Back at the hospital, they were told there were no beds available. Desperate, they waited three hours at yet another hospital until another child was discharged. Akhter claims bed shortages led to children with and without measles sharing wards.
"No matter how much we wiped her body down, her fever didn't come down. The doctors just kept coming and saying, 'keep wiping her body,'" Akhter says.
They were told Maliha needed an ICU bed, but that the hospital had none to offer. For hours, they travelled in an ambulance, while Maliha was struggling to breathe, until they found one.
"She would just look at me. Even with all those tubes and machines attached to her, she would try to reach out, wanting to crawl into my lap," Akhter remembers, in tears.
Three days later, Maliha died.
"Everything about her was wonderful," Akhter recalls, her voice breaking.
"Who to blame?" she asks. "Should I blame the government because my child did not get the vaccine?"
SuppliedThe government and Unicef launched an emergency vaccination campaign in April in certain regions, and have so far inoculated more than 18.4m children.
They say reported cases and deaths have now slowed, but Bangladesh is still recording nearly 1,000 suspected measles cases on average a day, and multiple deaths daily.

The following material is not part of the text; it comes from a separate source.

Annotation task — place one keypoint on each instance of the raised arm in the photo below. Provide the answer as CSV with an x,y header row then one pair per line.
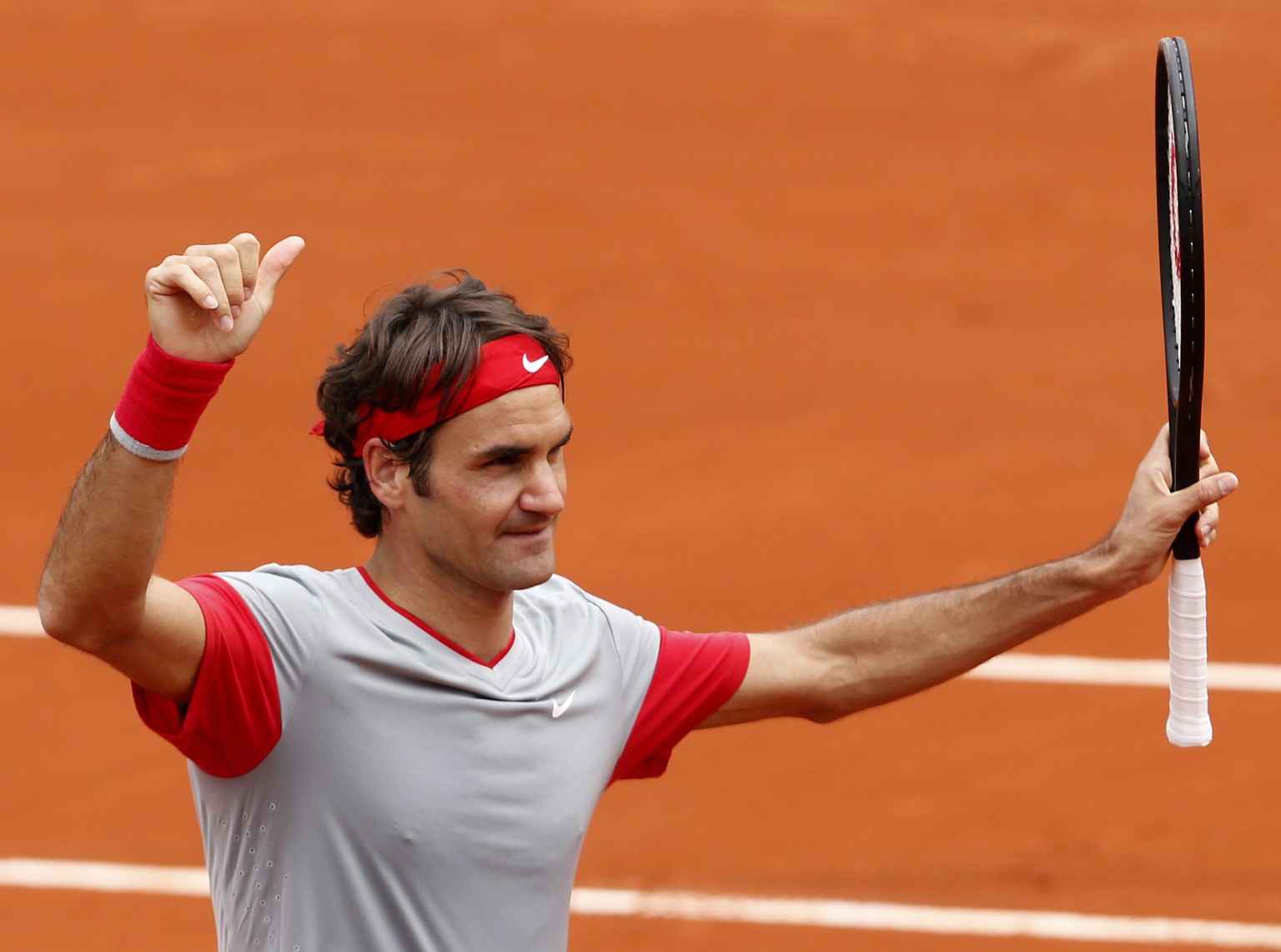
x,y
881,653
98,592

Health Minister Sardar Sakhawat Hossain acknowledges the strain on the health system but says it is to be expected given the country's population of more than 170 million people.
"The accommodation facilities are comparatively low, but we have managed," he says.
But public health expert Mushtuq Husain says the government is refusing to accept this is "not an outbreak, it's an epidemic". He calls the current figures "the tip of the iceberg".
"We have to take the numbers with a pinch of salt, but what it's telling us is that the work is still not done," Muñoz tells us.
"It is still a grave situation," Husain argues. "It is unacceptable that every day children are dying, and thousands of people are being infected."
Days after our visit to the measles ward in Mymensingh, we hear news that baby Arafat has died. He is now one of the hundreds of children claimed by this preventable disease.
On the phone, his father is in tears. "I spent all my money, took loans, and tried my best to save my son. But everything is gone now."